Dracaena have a Queen, but she is not the only breeder. She is telepathic with all her progeny and controls which pairs will mate together to improve her bloodline. Some hive are actually subdivided into clans or tribes, led by sub queens or lieutenants; these are organized into collectives owing fealty to the Queen. The queen can control whether her individual brood is fertile or sterile with a combination of her telepathy and pheromones.
Dracaena can stay a larva for as long as the queen decides (basically staying in hibernation for years), but when she decides that new adults are needed, she can trigger their emergence. Once triggered, they grow into an adult within weeks. Adults can live for decades under the right conditions. This all is determined by the queen.
They are commonly found in abundance anywhere their favored flowers can be found. From plains to deep jungles and everywhere in between.

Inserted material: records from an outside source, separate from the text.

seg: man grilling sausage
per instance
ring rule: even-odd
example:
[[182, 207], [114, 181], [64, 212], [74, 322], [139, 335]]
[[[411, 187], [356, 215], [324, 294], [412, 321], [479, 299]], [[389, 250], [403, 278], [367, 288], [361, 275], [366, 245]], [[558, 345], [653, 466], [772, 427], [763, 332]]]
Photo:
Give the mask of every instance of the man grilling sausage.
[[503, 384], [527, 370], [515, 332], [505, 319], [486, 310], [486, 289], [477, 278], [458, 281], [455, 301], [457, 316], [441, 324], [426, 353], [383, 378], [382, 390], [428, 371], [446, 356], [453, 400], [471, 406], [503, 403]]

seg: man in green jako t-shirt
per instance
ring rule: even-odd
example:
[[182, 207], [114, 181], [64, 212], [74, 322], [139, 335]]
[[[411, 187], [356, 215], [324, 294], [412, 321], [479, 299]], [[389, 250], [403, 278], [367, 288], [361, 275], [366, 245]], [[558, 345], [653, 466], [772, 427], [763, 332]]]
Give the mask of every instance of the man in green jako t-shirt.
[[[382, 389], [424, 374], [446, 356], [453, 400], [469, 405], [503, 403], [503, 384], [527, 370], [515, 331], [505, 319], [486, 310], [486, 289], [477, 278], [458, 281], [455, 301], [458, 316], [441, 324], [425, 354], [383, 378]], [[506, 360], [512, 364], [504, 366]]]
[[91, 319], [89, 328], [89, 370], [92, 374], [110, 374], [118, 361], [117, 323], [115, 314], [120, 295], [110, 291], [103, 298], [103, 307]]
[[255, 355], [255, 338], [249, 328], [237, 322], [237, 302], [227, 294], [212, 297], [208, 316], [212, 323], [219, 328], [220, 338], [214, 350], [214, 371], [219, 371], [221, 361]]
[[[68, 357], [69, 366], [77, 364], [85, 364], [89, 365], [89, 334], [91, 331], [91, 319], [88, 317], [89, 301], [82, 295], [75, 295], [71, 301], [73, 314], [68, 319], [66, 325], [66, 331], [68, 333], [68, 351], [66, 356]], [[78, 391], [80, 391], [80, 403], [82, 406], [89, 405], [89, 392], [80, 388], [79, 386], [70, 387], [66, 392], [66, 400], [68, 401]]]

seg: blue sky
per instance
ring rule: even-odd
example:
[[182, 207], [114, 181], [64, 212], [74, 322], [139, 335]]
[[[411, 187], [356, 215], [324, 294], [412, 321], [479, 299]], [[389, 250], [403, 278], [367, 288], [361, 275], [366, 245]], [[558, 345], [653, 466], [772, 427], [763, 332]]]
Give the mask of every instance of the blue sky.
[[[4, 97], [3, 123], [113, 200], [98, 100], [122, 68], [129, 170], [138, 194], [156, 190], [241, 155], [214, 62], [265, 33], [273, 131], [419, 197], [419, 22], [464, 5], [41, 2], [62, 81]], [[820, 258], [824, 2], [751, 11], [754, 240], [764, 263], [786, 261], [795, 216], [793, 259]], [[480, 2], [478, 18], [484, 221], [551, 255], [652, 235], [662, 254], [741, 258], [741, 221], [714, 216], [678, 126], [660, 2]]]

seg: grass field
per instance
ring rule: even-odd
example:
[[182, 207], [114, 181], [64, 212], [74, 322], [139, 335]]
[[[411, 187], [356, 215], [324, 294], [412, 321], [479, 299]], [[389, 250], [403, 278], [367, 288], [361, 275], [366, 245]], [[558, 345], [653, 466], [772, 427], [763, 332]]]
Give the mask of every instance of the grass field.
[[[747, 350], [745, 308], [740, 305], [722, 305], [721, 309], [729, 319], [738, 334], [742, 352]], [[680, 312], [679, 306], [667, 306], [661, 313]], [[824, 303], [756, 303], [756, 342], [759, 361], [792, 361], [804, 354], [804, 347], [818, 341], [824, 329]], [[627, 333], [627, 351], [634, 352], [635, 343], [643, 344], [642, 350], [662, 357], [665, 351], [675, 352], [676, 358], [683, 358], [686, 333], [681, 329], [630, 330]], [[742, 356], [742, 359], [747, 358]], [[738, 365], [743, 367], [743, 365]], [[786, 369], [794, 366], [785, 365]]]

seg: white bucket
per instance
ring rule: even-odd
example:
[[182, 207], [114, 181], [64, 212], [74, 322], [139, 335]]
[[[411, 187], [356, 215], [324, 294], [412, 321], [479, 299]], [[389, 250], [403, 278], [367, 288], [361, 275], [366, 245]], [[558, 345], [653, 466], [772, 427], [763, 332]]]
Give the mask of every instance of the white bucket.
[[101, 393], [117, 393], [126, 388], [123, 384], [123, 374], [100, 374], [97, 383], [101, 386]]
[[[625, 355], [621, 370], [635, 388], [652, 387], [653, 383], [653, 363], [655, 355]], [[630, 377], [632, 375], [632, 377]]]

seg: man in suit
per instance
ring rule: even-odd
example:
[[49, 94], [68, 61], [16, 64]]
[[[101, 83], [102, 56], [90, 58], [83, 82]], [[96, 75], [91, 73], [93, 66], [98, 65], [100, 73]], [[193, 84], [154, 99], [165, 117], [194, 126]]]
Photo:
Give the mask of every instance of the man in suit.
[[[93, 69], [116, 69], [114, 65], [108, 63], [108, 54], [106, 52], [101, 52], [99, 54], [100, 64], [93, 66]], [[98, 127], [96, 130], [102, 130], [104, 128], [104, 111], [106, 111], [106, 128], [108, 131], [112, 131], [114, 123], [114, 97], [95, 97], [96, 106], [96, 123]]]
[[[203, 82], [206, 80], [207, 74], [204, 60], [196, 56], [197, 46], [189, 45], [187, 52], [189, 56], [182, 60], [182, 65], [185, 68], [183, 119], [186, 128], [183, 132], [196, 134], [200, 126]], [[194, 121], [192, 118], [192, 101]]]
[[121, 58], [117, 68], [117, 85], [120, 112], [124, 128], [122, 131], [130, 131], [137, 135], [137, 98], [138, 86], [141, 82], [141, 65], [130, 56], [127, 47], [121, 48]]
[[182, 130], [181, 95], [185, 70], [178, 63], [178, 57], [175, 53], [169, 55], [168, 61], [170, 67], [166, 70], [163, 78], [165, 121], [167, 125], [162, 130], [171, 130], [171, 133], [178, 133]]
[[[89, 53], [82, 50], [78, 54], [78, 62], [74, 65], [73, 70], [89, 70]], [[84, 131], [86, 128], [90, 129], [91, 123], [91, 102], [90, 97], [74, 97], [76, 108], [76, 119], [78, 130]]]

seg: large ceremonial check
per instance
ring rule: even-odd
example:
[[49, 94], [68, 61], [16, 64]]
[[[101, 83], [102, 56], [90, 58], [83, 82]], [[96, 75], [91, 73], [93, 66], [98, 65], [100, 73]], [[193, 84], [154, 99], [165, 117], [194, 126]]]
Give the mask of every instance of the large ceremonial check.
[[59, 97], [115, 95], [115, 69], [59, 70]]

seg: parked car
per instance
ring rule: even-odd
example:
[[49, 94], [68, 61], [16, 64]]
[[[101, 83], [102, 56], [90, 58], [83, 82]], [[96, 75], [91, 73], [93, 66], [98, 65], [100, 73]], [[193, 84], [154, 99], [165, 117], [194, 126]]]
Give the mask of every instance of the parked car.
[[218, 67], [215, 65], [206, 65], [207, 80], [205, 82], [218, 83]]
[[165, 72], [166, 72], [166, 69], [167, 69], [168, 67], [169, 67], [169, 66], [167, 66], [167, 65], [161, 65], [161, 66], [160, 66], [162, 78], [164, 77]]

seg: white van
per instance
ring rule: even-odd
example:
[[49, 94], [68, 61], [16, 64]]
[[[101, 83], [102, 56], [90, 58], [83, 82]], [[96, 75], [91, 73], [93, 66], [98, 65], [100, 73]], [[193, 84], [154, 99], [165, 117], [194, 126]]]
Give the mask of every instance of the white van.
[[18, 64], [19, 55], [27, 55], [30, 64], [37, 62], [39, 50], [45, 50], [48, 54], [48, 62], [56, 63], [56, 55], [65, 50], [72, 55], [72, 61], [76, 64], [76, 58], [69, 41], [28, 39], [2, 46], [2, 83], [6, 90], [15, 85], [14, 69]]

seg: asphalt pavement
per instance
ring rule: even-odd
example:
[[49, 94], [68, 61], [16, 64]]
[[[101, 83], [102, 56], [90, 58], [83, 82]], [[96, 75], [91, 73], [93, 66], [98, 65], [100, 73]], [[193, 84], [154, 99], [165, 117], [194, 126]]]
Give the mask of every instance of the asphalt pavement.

The majority of creatures on Draconia have draconian traits of one form or another and pollinators are no different. They do need to be careful visiting some plants because many are carnivorous so eat small creatures. They are stronger than their size would suggest and fulfill the niche of many types of pollinators including the bee, hummingbird, moth, and butterfly. Most of the other pollinators couldn’t survive the predators on the dragon islands.
Over the years Dracaenas have learned to hide and protect their hives. They are often camouflaged to look like fungus, piles of debris, rock piles, or cliffs. Some have evolved to produce acid to dissolve wood and rock or create an adhesive to hold debris together.
They will pollinate any type of flower. Sometimes the dracaena have to subdue the flower before it allows it access to the nectar and pollen. They are very persistent in gathering nectar, some even cultivate their own gardens. Planting, arranging and crossbreeding new or favorite types.
Their antenna are flexible, furry, and are moveable to help them sense the electrical impulses of the flowers, these also give scent and a primitive form of echolocation; they are very shortsighted otherwise.